A couple of days later, Chris and his neighbor saw each other outside. "Did you hear that Fluffy died?" the neighbor asked.

"Oh. Uhmm... Sorry to hear that. What happened?" Chris mumbled.

The neighbor replied, "We just found him dead in his cage one day. But the strange thing is that the day after we buried him, we went out to dinner, and someone must have dug him up, bathed him, and put him back into the cage! There are some really sick people out there!"

  1. Jesus was not purely a man but was both man and God. His divinity was clothed in His humanity.
  2. The only one who lived a perfect, sinless life and did not deserve to die, freely gave up His life as our substitute so that we could escape the payment of our own sins.
  3. Jesus’ dead body was in the tomb on Sunday morning, surrounded by 75 lbs of spices reserved for the death of a king. Those spices were the smell of death in that culture.
  • Have you ever noticed that certain smells trigger specific memories?
  1. John writes His story of Jesus from a different perspective than any of the other gospel narratives. John wants us from the beginning to know that Jesus is eternal and in Jesus is life. Jn. 1:1-4, 14
  2. Because there is life in Jesus and He has risen from the dead, His followers are not slaves to death and its power. Jesus’ resurrection power resides in us.
  3. The Message of the Women
    1. Luke list the names of the women as the eyewitnesses:
      1. He lists his sources and many people knew these women and could have conversation with them about what they saw.
      2. Luke doesn’t deny the sources because they were women. Jesus chose to reveal his resurrection first and primarily to women.
    2. They told everyone about what had just happened, and no one believed them. Their message seemed like nonsense. Two disciples decided to investigate.
    3. Peter ran to the tomb. We know from the gospel of John that he ran there as well. Peter ran to the tomb because when you need Jesus, you run to Him. Peter needed Jesus and knew it.
    4. John tells the story of both he and Peter going to the tomb and the evidence they see of the resurrection. Jn. 20:3-10 Grave clothes lying flat and a face cloth lying by itself, carefully placed to the side. Thieves don’t fold cloths.
    5. Peter walked away, amazed at the finding. Lk. 24:12 John walked away believing. Jn. 20:8
    6. Peter would believe. In Jerusalem, where Jesus died and Peter denied Him, he gave a bold witness to all who would listen. Acts 2:22-24 He experienced a changed life.
  4. So What?
    1. From a human perspective, death always wins.
    2. From a spiritual perspective, death deserves to win every time because we all sin. Jesus paid for our spiritual death, eternal separation from God due to sin, on the cross. If we receive Jesus as our substitute, we will not experience an eternal spiritual death.
    3. The resurrection of Jesus brought change:
      1. Worship is now on Sunday.
      2. Baptism is seen through the eyes of the resurrection, buried with him in death, raised to walk in newness of life.
      3. Communion - As believers we remember the price Jesus paid for our sins and that He is coming again, which implies resurrection.
    4. When examining the resurrection of Jesus, you must come to a conclusion. If you come to no conclusion, that is a conclusion.

Conclusion:

What are we to make of Jesus Christ? This is a question that, in a sense, has a frantically comic side. For the real question is not what are we to make of Christ, but what is He to make of us. The picture of a fly sitting, deciding what to make of an elephant, has comic elements to it.
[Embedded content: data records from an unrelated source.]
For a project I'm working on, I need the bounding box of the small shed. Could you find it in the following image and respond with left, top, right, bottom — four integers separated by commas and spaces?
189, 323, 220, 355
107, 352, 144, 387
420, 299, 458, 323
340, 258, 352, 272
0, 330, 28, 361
Source: C.S. Lewis in God in the Dock.

Series: Luke – Following Jesus Brings Focus
Sermon Title: He Is Alive
Text: Luke 23:50–24:12

Three days made all the difference—Friday brought death, Sunday brought life. This passage takes us from the burial of Jesus to the moment the women discovered the stone rolled away and heard the angels’ life-changing words: “He is not here, but has risen.”

In this message, we’ll see the courage, faith, and transformation that come from encountering the risen Christ—and what it means for us today to live in the power of His resurrection.